せめて正月だけは家族全員が集まって一年間のあれこれを語り合うと云う風習は、都心では形骸化しているかもしれない。
2013年からスタートした日銀黒田総裁の「異次元の金融緩和」を旗印とした金融政策でも、国民生活の豊かさは未だ見えて来ない。
さらに「2020年東京オリンピック」開催決定で一時的に盛り上がった日本経済も元気さが取り戻せない。少子高齢化が加速している日本と云う国では社会福祉費の増大が他を圧倒しているのであろうか?

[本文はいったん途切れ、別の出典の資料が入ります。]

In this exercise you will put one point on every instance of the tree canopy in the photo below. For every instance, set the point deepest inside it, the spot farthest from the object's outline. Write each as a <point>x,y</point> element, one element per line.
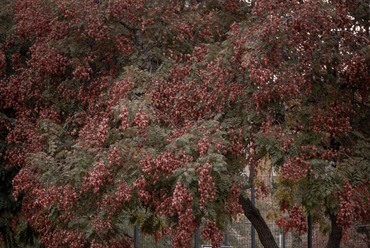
<point>150,112</point>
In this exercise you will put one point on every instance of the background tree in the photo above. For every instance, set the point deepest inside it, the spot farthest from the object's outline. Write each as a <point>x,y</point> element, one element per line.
<point>148,109</point>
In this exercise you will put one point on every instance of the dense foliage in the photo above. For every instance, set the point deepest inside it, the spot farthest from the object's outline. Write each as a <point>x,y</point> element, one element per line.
<point>149,112</point>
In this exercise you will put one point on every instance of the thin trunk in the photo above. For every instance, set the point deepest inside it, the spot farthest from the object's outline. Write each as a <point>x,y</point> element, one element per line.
<point>254,216</point>
<point>335,234</point>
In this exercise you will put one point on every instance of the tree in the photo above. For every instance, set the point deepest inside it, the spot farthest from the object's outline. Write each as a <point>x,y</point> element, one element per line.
<point>148,109</point>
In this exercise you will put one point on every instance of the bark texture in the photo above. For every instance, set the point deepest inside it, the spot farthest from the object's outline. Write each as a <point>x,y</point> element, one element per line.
<point>254,216</point>
<point>335,235</point>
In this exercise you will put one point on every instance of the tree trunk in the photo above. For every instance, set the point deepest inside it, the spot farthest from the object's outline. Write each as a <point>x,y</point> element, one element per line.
<point>254,216</point>
<point>335,234</point>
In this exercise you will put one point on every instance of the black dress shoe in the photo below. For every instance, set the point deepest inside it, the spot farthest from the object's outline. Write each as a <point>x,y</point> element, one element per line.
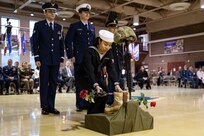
<point>44,112</point>
<point>54,111</point>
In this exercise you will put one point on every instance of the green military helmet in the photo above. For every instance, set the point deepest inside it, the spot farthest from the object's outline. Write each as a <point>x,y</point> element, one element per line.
<point>125,33</point>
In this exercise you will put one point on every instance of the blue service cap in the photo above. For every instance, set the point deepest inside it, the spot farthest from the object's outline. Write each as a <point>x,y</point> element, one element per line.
<point>49,5</point>
<point>83,7</point>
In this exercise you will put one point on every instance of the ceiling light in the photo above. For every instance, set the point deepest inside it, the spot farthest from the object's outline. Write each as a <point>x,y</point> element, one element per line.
<point>179,6</point>
<point>135,20</point>
<point>202,4</point>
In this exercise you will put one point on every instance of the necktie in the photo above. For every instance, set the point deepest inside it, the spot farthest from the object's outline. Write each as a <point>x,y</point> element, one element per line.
<point>51,26</point>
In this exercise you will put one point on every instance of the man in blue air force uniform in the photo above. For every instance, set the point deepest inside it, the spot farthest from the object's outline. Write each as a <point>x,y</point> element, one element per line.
<point>111,25</point>
<point>48,49</point>
<point>79,37</point>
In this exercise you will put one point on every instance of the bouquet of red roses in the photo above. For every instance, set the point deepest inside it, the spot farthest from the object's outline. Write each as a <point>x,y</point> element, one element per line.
<point>87,95</point>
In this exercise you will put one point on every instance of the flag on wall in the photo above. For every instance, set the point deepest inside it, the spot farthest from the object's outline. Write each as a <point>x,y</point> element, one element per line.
<point>23,43</point>
<point>9,43</point>
<point>5,44</point>
<point>19,47</point>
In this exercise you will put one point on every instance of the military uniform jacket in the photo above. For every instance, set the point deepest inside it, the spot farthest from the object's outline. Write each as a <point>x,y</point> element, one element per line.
<point>48,45</point>
<point>92,67</point>
<point>118,57</point>
<point>78,39</point>
<point>11,71</point>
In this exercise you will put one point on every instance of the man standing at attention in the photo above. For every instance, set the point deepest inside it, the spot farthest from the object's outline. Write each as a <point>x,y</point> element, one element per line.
<point>79,37</point>
<point>48,49</point>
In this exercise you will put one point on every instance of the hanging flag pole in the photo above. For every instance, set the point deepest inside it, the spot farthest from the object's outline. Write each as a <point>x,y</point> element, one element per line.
<point>20,44</point>
<point>23,43</point>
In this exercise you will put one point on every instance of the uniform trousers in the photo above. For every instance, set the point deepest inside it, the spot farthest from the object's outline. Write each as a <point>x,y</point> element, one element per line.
<point>48,84</point>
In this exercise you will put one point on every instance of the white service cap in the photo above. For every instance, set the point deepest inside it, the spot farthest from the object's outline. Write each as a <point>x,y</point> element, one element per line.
<point>106,36</point>
<point>83,7</point>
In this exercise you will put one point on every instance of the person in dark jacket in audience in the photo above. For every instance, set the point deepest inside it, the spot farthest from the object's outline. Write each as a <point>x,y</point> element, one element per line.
<point>10,75</point>
<point>143,78</point>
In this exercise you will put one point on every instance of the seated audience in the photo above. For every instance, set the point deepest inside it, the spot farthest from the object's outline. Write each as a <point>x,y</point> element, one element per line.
<point>10,75</point>
<point>200,74</point>
<point>192,77</point>
<point>178,76</point>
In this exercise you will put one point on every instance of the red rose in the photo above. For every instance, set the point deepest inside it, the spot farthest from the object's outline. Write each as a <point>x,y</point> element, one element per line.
<point>153,104</point>
<point>83,94</point>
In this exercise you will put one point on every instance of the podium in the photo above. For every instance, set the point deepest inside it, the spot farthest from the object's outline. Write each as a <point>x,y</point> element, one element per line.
<point>130,118</point>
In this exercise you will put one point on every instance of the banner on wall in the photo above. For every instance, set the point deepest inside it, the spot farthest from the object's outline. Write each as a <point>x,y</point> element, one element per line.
<point>173,46</point>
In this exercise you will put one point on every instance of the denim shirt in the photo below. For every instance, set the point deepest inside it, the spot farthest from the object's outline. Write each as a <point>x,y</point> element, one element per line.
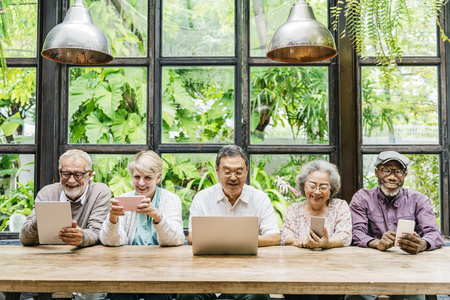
<point>373,215</point>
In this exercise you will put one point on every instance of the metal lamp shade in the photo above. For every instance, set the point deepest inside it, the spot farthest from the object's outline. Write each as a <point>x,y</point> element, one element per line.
<point>302,38</point>
<point>77,40</point>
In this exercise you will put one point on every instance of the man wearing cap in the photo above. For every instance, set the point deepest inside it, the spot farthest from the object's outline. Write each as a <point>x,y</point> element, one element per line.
<point>375,212</point>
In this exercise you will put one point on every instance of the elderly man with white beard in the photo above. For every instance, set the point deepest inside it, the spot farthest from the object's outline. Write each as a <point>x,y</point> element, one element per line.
<point>89,202</point>
<point>375,212</point>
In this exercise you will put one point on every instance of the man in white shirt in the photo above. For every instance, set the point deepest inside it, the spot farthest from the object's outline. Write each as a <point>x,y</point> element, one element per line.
<point>232,197</point>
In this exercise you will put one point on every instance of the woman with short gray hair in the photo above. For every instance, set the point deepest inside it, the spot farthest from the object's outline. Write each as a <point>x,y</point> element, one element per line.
<point>319,182</point>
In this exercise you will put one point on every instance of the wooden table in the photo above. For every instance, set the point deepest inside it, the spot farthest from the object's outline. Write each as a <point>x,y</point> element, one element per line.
<point>275,270</point>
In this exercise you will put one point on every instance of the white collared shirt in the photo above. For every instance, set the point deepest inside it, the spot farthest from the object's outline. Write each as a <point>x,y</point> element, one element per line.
<point>63,196</point>
<point>252,202</point>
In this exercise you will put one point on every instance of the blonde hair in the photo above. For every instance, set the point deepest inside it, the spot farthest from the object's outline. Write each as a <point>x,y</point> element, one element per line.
<point>76,154</point>
<point>146,162</point>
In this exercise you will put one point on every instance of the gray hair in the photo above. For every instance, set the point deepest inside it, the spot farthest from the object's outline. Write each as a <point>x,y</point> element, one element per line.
<point>146,162</point>
<point>231,150</point>
<point>319,165</point>
<point>76,154</point>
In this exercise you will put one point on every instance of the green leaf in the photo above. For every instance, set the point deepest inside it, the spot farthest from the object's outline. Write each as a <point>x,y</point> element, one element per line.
<point>182,97</point>
<point>80,91</point>
<point>11,124</point>
<point>95,128</point>
<point>138,129</point>
<point>120,125</point>
<point>109,97</point>
<point>169,113</point>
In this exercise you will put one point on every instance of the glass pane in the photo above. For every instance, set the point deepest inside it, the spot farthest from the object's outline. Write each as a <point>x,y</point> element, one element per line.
<point>423,176</point>
<point>18,106</point>
<point>125,24</point>
<point>275,176</point>
<point>289,105</point>
<point>186,175</point>
<point>16,190</point>
<point>405,111</point>
<point>267,15</point>
<point>198,28</point>
<point>21,28</point>
<point>198,105</point>
<point>108,106</point>
<point>417,33</point>
<point>111,169</point>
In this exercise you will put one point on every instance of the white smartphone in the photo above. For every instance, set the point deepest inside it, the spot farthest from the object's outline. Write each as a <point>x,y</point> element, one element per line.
<point>317,224</point>
<point>404,226</point>
<point>129,203</point>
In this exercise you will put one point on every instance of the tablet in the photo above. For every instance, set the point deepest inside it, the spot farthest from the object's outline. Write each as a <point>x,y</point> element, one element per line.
<point>404,226</point>
<point>51,217</point>
<point>129,203</point>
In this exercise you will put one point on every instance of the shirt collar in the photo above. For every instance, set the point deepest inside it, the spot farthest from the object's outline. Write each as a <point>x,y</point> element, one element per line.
<point>82,199</point>
<point>244,197</point>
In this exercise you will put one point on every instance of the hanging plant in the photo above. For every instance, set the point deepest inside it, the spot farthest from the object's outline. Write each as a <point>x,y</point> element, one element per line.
<point>379,25</point>
<point>5,24</point>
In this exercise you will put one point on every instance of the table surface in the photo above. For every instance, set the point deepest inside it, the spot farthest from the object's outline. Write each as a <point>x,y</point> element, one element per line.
<point>275,270</point>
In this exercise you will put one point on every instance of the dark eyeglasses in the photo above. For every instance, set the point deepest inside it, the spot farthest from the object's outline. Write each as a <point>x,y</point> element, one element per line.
<point>76,175</point>
<point>397,172</point>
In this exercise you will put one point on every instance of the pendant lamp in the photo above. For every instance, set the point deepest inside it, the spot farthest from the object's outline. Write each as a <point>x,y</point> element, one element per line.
<point>302,38</point>
<point>77,41</point>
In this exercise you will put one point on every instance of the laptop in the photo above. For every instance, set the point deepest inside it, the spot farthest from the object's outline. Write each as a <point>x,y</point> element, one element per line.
<point>225,235</point>
<point>51,217</point>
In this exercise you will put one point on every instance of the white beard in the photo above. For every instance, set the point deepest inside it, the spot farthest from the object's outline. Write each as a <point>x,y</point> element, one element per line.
<point>390,194</point>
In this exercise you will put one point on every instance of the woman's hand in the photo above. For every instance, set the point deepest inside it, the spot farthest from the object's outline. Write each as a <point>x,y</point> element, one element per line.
<point>317,242</point>
<point>146,207</point>
<point>115,211</point>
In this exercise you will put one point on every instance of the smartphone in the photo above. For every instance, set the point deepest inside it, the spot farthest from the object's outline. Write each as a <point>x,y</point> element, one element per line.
<point>129,203</point>
<point>404,226</point>
<point>317,224</point>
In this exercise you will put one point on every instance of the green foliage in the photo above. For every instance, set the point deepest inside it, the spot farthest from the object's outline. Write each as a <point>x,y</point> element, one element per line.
<point>19,200</point>
<point>197,108</point>
<point>379,25</point>
<point>17,104</point>
<point>107,105</point>
<point>290,96</point>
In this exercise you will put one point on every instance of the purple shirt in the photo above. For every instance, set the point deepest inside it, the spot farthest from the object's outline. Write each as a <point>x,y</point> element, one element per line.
<point>373,215</point>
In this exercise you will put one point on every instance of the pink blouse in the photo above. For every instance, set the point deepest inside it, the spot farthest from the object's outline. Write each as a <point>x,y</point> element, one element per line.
<point>338,221</point>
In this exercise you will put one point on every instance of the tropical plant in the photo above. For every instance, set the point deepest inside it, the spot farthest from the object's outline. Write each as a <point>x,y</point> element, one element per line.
<point>107,105</point>
<point>296,97</point>
<point>17,105</point>
<point>378,27</point>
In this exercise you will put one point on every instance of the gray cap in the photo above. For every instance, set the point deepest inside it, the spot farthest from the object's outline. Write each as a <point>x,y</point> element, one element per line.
<point>386,156</point>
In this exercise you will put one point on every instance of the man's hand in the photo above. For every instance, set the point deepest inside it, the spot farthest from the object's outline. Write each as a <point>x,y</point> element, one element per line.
<point>386,242</point>
<point>412,243</point>
<point>72,236</point>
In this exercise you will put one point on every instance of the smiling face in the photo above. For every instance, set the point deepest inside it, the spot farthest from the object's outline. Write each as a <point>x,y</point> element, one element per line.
<point>318,189</point>
<point>232,173</point>
<point>390,184</point>
<point>145,185</point>
<point>74,188</point>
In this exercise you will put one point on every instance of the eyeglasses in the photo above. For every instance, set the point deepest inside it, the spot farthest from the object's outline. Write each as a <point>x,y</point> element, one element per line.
<point>397,172</point>
<point>76,175</point>
<point>322,188</point>
<point>239,173</point>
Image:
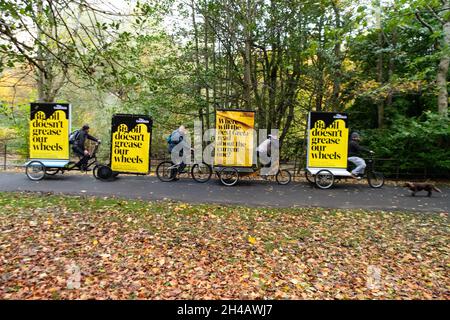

どうやら、それだけが理由ではなさそうだ。そもそもGDP(国内総生産)自体が、他の先進国に比べて殆んど上昇して来ない。国民一人一人の生産力が何故か向上しない。
勤務時間が長くても報われない。
その結果、高齢者への介護、医療費の負担が一般庶民に大きくのしかかり始めている。かつてはゼロだった老人医療費が1割負担となり、食費やオムツ負担なども加わり、長期入院となると年金支給額だけでは賄い切れなくなっている。
そう云った状況下で、本格的な認知症への取り組みは高齢者を抱える一般家庭では、困難この上ない。第一に認知症専門医が極端に少ない。さらに認知症と云う学問自体が未発達な状況で、これと云った特効薬がない。より重要な事は基本的な治療指針さえ未だ確立されていない現状だ。専門医と雖(いえど)も試行錯誤の手探り状態が続いている。
そんな手探り状態の中で、生活療法や脳トレーニングに重きを置く一部の専門医が出て来た。現実に患者によっては生活療法や脳トレの方が効果を上げる例も多かった。伸枝もそんな専門医の一人に巡り会い、ひたすら生活療法に力を入れ今日まで母の介護に努めて来た。
母の吉子は幾つものトラブルを乗り越えて、認知機能は改善して来ていた。この正月、久しぶりに吉子の顔を見た静子は…
「お母さんは思った以上に元気じゃあない、ボケている感じもないし、これだったらお姉さんも楽で良いわね」
と、無神経な言い草で笑っていた。
静子の夫がそばに居なかったら、伸枝は声を荒げていたかもしれない。しかし、正月から姉妹ゲンカもないので胸の内でグッと堪えた。吉子はニコニコ笑って美味しそうに雑煮を食べている。二人だけの生活に妹夫婦が来たものだから、家の中は何時もより賑やかであった。その賑やかさが吉子の気持ちをより晴れやかにしている様だった。朝食と昼食を兼ねた様な遅い食事で時計の針は1時を回っていた。
正月の歌謡番組を見ながら雑煮を食べていた吉子が、突然に目を白黒させた。そばで一緒にテレビを見ていた静子の夫の和幸が、
「おい、大変だ!…餅を詰まらせたみたいだ。静子、掃除機を持って来い」
と、台所で後片付けをしていた妻に怒鳴った。静子は自分の家でもないので掃除機が何処にあるのか咄嗟(とっさ)に判断がつかなかった。
再び和幸(かずゆき)の罵声が飛ぶ、
「何をしているんだ、早く、早くしてくれ」
そう言いながら、自分の手で吉子の口の中から餅の切れ端を懸命に掻き出していた。